Dry scrubbing also harms solar panels. Static electricity, according to researchers, helps keep dust off solar panels and is a far more sustainable alternative. That’s significant because, as the researchers point out, a dust accumulation of 5 mg/cm2 correlates to a nearly 50% drop in power production.
The researchers accomplished this through the use of “adsorbed moisture-assisted charge induction.” Adsorption occurs when moisture in the air clings to the surface of a dust particle.
The new method works by passing a simple electrode — an electrical conductor, such as a basic metal bar – just above the surface of the solar panel. Dust particles get electrically charged as a result of the electrode’s electric field.
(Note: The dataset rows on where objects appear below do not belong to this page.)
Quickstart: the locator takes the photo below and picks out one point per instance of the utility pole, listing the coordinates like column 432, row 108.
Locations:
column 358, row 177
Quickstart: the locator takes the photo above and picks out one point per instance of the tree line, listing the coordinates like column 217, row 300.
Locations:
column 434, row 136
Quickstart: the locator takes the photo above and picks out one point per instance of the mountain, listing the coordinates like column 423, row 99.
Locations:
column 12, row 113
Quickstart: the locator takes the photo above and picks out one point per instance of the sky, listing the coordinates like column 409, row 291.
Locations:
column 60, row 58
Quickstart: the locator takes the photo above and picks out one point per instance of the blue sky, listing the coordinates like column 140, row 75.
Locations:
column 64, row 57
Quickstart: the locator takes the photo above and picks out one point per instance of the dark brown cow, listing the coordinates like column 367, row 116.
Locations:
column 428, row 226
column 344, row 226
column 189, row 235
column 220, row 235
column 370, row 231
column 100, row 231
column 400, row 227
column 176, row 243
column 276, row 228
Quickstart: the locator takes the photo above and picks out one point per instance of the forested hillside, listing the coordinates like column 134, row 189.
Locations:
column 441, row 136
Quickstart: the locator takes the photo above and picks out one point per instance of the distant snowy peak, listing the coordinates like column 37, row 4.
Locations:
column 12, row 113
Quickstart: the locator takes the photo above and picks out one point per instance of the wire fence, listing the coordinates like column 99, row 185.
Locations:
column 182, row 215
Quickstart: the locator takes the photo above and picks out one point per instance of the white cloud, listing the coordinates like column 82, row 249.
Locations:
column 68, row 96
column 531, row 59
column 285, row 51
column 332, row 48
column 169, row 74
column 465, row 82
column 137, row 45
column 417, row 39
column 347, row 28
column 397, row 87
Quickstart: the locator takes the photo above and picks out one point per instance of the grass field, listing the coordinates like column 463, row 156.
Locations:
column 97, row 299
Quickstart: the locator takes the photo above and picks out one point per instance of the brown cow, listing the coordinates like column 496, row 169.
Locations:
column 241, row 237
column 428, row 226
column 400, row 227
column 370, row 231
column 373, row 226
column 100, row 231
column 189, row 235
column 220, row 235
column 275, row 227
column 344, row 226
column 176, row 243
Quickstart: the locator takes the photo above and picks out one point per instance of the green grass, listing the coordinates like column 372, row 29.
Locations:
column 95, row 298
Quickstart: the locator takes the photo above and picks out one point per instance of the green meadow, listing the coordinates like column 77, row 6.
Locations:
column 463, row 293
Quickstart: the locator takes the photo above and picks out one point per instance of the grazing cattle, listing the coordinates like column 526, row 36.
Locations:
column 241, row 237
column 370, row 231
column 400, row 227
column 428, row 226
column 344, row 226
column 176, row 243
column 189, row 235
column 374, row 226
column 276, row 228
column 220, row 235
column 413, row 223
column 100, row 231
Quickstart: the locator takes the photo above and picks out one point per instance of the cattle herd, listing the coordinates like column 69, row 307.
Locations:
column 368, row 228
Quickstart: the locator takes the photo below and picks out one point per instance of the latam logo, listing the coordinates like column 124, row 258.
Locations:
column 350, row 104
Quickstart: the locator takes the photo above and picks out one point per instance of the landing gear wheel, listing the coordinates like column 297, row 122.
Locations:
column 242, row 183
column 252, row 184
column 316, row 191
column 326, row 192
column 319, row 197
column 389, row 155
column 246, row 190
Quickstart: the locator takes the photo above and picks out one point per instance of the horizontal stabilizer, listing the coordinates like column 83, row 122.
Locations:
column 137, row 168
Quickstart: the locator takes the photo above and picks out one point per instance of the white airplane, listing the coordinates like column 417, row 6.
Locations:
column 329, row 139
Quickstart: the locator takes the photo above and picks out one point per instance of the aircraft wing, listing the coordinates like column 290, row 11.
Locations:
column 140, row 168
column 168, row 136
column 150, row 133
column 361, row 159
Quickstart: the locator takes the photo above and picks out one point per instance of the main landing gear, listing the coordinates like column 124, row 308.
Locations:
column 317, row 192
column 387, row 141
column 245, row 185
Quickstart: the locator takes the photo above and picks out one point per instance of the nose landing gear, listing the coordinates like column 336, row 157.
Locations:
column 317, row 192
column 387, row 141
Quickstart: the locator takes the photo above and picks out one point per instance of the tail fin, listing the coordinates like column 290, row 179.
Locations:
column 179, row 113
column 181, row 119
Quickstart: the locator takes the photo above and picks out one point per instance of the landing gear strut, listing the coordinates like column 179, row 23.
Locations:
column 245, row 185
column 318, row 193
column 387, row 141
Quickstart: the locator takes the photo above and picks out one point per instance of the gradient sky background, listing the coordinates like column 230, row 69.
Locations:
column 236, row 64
The same charge that the dust carries is subsequently delivered to the surface of the solar panel via a conductive layer a few nanometers thick. The researchers estimated the voltage range to use to counteract gravity’s pull and adhesion forces, causing dust particles to be pushed away from the surface until they fall off.
In terms of real-world size and application, the authors propose that each solar panel be outfitted with railings on both sides, with an electrode covering the whole panel. A tiny electric motor, maybe powered by the panel’s own electricity, might then drive a belt system to move the electrode back and forth.
This approach works in situations where the ambient humidity is 30% or more, and most deserts can obtain humidity levels of approximately 30%.